Man kann darüber schreiben, ja, aber wie ich schon sagte: Ich weiß nicht, was die Absicht dahinter sein sollte. Außer, dass Schreiben eine Art von Eitelkeit ist.
Nach Yorkshire haben Sie sich Tokio zugewandt, wir sitzen ja eigentlich hier, weil der erste Band Ihrer Tokio-Trilogie auf Deutsch erschienen ist. Aber wie kamen Sie da an alte Mordfälle, etwa aus dem Jahr 1948?
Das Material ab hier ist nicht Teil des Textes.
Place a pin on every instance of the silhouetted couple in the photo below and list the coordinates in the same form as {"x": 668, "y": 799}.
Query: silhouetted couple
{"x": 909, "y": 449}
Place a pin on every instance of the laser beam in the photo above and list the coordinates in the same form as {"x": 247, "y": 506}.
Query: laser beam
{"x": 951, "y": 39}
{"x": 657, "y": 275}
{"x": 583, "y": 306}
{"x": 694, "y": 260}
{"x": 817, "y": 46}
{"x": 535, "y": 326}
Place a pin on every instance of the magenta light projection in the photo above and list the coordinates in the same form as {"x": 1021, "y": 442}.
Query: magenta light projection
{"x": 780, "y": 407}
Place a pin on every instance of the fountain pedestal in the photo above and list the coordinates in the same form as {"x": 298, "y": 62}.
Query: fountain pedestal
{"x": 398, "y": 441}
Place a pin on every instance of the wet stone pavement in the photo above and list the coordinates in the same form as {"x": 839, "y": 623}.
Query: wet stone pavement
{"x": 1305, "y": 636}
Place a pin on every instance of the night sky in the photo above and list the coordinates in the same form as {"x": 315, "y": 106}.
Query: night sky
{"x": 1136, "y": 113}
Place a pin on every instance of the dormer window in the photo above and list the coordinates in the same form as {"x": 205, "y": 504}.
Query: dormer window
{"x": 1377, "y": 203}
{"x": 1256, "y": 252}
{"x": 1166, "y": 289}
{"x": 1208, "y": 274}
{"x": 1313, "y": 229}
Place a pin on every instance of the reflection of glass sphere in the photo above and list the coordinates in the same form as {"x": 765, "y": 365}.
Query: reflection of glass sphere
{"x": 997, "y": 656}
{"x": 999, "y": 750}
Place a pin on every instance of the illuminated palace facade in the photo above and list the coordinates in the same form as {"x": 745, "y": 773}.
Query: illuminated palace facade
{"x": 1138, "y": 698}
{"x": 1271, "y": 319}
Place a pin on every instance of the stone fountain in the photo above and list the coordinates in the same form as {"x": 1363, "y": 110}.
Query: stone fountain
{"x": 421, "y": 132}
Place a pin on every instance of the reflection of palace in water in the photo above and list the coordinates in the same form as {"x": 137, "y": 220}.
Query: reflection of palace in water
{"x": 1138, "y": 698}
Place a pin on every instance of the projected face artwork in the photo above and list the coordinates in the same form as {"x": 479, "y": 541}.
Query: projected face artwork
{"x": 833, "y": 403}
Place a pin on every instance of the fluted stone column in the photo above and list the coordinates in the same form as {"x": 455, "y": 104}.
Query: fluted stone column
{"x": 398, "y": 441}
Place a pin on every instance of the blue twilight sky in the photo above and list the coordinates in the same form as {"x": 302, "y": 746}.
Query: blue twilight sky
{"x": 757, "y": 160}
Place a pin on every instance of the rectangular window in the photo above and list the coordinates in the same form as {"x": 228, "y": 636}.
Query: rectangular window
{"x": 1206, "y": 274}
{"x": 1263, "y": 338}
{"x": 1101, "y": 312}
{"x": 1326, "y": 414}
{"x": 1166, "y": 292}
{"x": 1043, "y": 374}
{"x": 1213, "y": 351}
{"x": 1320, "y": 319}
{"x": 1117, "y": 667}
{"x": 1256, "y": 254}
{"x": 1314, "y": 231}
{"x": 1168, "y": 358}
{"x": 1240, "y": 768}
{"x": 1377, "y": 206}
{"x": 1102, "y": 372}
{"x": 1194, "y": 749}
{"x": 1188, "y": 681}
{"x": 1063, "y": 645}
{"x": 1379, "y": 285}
Durch ein Buch, das "Schockierende Verbrechen im Nachkriegs-Japan" heißt. Ich habe 15 Jahre lang in Tokio gelebt und wohnte dort im Osten, in einem Stadtteil, der im Zweiten Weltkrieg komplett zerstört worden war durch Bomben, das war im März 1945. Meine Kinder wurden in Tokio geboren, ihre Mutter ist Japanerin. Und wir sind dort herumgelaufen, in einem Gebiet, in dem in einer Nacht 100000 Menschen starben - aber es gibt keine Spur mehr davon. Überall stehen moderne Gebäude, es herrscht Wohlstand. Ich wollte wissen, wie diese Stadt, die 1945 zerstört wurde, sich wiederaufgebaut hat. Ich wollte es wissen, weil ich meine Kinder die Geschichte des Ortes lehren wollte, an dem sie geboren sind. Und weil sie das in der Schule nicht lernen. Die Schulen unterrichten nicht die Geschichte der ganz normalen Leute. So suchte ich nach Verbrechen, die es mir erlauben würden, eine Zeit und einen Ort zu erforschen. Ich interessiere mich nicht für Serienkiller oder Vergewaltiger, was mich interessiert ist: Was erzählt das Verbrechen über diese Zeit und diesen Ort?
Wie tut es das?
Kodaira, den es ja gab (der Serienmörder aus "Tokio im Jahr Null", d. Red.), konnte seine Opfer nicht in die Falle locken, ohne ihnen Essen oder Arbeit zu versprechen. Im Jahr 2009 wäre das nicht möglich, die Leute haben Essen, sie haben Arbeit. Außerdem war er ein ehemaliger Soldat, im Krieg in China hatte er vergewaltigt und gemordet, da war er ein Held. In Tokio war er ein Krimineller. Ich hatte das Gefühl, er wurde von der politischen Situation hervorgebracht, seine Opfer waren Gefangene der politischen, ökonomischen, sozialen Situation. Dieses Verbrechen ist also interessant, weil es erlaubt, die Fragen der Zeit zu erforschen.
Diese Zeit muss doch, gerade für einen Europäer, sehr weit weg und schwer zu verstehen sein.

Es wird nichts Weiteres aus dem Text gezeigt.